Amid the headlines, a story concerning Tony Perkins, president of the Religious Right organization the Family Research Council (FRC), may have escaped your attention. Perkins is not accused of anything like assault himself, but his actions in a case concerning a Republican candidate in Ohio who allegedly assaulted a teenage boy are troubling, to say the least.

Aside from his day job running FRC, Perkins serves as president of the Council for National Policy (CNP), a shadowy cabal of far-right groups that meets occasionally behind closed doors to share information and plot strategy.

The CNP also vets candidates for public office. In this case, the group, meeting in the Washington, D.C., area in fall of 2015, was holding a fundraiser for Wesley Goodman, a 31-year-old, right-wing evangelical running for the Ohio legislature. After the event, Goodman allegedly lured an 18-year-old boy to his hotel room and, while the boy slept, fondled him.

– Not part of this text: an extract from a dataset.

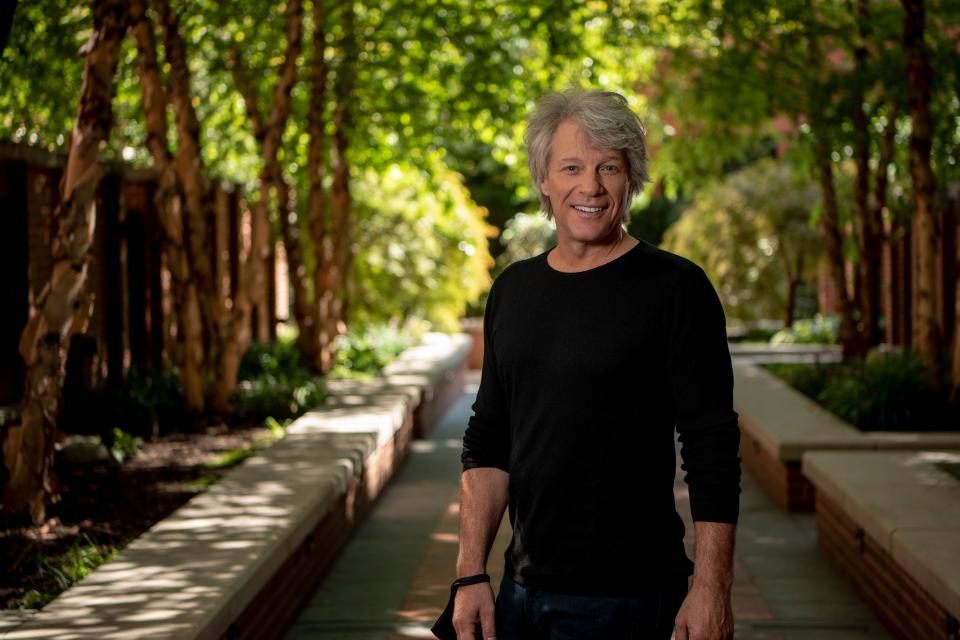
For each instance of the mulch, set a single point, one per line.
(112, 504)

The boy, who had come to the event with his parents, told them that he woke to find that Goodman had unzipped the boy’s pants. The boy fled the room and reported the incident to his parents.

The boy’s stepfather wrote to Perkins, asserting, “If we endorse these types of individuals, then it would seem our whole weekend together was nothing more than a charade.”

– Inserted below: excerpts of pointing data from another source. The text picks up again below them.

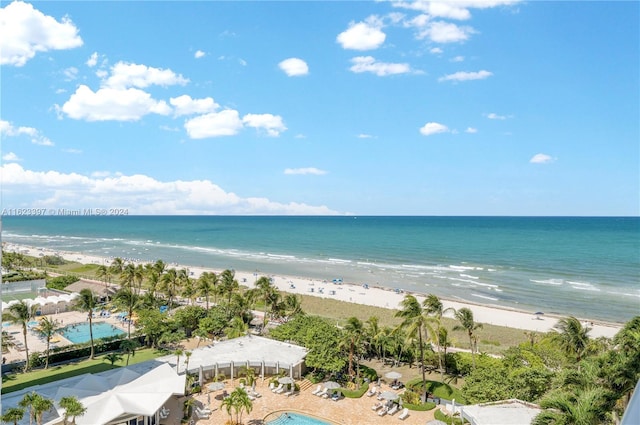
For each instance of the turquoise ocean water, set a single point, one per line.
(588, 267)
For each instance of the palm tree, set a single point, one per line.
(48, 328)
(128, 346)
(206, 285)
(41, 405)
(414, 321)
(572, 337)
(27, 402)
(21, 314)
(465, 317)
(128, 300)
(265, 289)
(13, 415)
(236, 328)
(352, 338)
(72, 408)
(433, 307)
(86, 302)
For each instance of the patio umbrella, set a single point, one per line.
(389, 395)
(393, 375)
(215, 386)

Perkins’ reply was firm. “Trust me . . . this will not be ignored nor swept aside,” he responded. “It will be dealt with swiftly, but with prudence.”

Tony Perkins, president of two Religious Right groups, allegedly did not report a sexual assault made against an Ohio political candidate.

Bob McEwen, executive director of the CNP, chimed in, assuring the stepfather that “strong action is about to take place.”

But is appears that Perkins’ and McEwen’s main concern was not for the young man who was assaulted – it was to get Goodman out of the race. The incident was not reported to law enforcement, and it was never made public. In fact, local Religious Right activists in Ohio knew nothing about the allegations and continued to support Goodman.

Perkins devoted his time to working behind the scenes to pressure Goodman to drop out of the race, which the candidate declined to do. Goodman was also a member of the CNP, and Perkins suspended him from the group. But that’s all he did.

Interestingly, Perkins, in his letter to Goodman, referred to having knowledge of prior inappropriate incidents by the candidate.

“Going forward so soon, without some distance from your past behavior and a track record of recovery, carries great risk for you and for those who are supporting you,” Perkins wrote to Goodman on Dec. 18, 2015.

Goodman continued his campaign and won a seat in the Ohio House of Representatives in 2016. Last week, he resigned after being accused of “inappropriate behavior related to his state office.” It was widely reported that Goodman had a consensual sexual encounter with a male visitor to his office.

Perkins declined to talk to The Post about the incident. I’m not surprised. His group claims to champion “values,” but a group that really cares about decency and justice would have focused on helping the victim, not covering up this matter.